T-DNA Mutagenesis Reveals FpPer1 as a Dual-Function Regulator of Virulence and Fungicide Resistance in Fusarium pseudograminearum.

Fusarium crown rot (FCR), caused by Fusarium pseudograminearum, is a devastating wheat disease leading to significant yield losses worldwide. However, the pathogenic mechanism of F. pseudograminearum and its resistance to fungicides remain poorly understood. In this study, we identified a hypothetical gene encoding GPI-anchored protein, designated FpPer1, by screening a T-DNA insertion mutant library of F. pseudograminearum for tebuconazole resistance. The ΔFpper1 mutant exhibited increased sensitivity to the triazole antifungal drugs and fludioxonil.
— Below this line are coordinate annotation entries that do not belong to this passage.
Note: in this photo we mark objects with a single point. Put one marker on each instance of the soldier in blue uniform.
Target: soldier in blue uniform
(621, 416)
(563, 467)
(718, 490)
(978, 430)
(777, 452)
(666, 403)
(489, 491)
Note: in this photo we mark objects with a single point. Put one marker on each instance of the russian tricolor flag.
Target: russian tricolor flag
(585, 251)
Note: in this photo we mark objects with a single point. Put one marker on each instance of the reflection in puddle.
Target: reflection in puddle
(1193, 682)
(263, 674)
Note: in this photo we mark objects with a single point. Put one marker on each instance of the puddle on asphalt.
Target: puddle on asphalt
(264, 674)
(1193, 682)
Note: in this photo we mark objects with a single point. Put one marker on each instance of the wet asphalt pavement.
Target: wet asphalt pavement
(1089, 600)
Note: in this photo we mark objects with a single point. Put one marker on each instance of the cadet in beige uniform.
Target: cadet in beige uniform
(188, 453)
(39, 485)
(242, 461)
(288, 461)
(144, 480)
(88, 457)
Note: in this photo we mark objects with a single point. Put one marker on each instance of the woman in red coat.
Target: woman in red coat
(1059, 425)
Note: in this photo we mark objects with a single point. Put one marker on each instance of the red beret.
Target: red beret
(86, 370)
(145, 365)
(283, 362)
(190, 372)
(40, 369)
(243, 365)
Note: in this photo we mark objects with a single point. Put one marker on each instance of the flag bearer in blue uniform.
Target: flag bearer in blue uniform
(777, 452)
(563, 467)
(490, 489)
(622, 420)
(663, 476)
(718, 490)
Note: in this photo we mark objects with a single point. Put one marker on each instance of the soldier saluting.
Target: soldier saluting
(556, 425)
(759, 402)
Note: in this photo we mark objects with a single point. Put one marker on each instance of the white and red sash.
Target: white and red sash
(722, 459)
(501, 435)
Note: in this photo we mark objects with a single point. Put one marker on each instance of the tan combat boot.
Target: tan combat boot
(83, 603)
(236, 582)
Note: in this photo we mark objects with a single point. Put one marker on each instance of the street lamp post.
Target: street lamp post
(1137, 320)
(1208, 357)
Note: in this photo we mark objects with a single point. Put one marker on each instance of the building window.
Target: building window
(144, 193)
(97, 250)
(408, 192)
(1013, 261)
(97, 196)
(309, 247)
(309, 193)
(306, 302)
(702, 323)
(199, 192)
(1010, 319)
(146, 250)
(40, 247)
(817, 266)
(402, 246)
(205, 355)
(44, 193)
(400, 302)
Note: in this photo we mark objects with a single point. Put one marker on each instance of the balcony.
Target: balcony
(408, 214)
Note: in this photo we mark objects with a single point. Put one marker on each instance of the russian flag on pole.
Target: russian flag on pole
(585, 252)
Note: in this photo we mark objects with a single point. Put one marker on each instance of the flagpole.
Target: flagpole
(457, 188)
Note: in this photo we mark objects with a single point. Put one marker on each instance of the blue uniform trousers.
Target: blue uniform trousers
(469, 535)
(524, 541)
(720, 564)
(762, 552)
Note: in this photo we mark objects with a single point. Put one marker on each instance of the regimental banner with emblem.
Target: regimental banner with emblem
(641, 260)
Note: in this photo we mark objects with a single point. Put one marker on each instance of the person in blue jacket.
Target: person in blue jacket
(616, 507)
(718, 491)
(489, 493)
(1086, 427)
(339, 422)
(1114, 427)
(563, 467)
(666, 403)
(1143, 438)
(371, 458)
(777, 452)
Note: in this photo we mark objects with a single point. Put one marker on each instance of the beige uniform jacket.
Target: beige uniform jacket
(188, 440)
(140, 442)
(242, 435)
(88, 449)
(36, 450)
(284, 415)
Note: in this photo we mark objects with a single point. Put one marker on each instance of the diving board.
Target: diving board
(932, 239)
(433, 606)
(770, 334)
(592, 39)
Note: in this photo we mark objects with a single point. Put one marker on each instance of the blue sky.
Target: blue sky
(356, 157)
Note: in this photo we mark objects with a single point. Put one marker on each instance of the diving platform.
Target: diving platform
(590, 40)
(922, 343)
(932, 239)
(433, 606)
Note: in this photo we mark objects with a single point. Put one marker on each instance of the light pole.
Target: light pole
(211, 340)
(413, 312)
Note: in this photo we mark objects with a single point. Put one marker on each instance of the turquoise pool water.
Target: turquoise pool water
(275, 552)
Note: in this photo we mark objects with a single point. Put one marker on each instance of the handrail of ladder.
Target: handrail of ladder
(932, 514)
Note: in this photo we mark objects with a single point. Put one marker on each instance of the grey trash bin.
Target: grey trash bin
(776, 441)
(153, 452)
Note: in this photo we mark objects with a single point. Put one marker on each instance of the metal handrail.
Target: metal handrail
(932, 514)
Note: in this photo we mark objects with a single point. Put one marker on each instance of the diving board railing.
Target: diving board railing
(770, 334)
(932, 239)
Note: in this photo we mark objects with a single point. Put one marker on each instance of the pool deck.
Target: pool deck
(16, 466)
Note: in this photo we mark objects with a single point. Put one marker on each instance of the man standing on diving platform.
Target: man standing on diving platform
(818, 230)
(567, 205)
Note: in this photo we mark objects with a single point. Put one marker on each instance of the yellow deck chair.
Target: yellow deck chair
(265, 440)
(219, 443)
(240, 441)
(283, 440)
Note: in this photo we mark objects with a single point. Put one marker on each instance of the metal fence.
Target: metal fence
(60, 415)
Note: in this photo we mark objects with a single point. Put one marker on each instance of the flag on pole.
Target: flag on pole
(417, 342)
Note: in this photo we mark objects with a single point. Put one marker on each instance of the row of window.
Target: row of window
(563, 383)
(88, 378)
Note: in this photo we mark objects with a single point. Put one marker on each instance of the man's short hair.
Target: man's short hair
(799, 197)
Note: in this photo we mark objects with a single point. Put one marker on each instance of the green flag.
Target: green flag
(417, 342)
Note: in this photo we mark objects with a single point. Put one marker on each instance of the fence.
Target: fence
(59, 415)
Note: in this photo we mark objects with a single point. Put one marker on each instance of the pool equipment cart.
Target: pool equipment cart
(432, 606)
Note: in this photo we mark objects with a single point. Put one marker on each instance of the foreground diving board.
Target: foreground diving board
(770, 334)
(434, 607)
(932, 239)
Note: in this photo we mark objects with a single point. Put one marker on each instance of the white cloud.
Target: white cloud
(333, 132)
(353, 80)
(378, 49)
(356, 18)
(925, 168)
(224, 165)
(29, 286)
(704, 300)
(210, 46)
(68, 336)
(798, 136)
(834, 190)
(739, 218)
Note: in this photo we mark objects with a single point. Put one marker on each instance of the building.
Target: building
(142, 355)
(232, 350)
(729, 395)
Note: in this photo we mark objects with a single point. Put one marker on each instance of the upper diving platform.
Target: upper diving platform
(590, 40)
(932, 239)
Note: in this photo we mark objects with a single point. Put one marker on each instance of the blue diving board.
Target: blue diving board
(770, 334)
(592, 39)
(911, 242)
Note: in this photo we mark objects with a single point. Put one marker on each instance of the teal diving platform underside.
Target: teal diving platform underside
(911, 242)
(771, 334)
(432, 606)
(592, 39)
Additionally, the deletion of FpPER1 impaired fungal growth, conidiation, and pathogenicity in barley leaves and wheat coleoptiles. Furthermore, the ΔFpper1 mutant displayed enhanced susceptibility to various environmental stresses, including NaCl, CR, sorbitol, H₂O₂, and SDS. The mutant also showed reduced penetration peg formation and impaired reactive oxygen species (ROS) scavenging ability during infection. Subcellular localization analysis revealed that FpPer1-GFP co-localized with the endoplasmic reticulum (ER) marker RFP-HDEL in both conidia and hyphae, indicating its localization in the ER. In summary, our findings demonstrate that FpPER1 plays an important role in pathogenicity and fungicide resistance in F. pseudograminearum. This study not only provides a theoretical foundation for understanding fungal virulence mechanisms but also offers practical insights for developing novel fungicide strategies.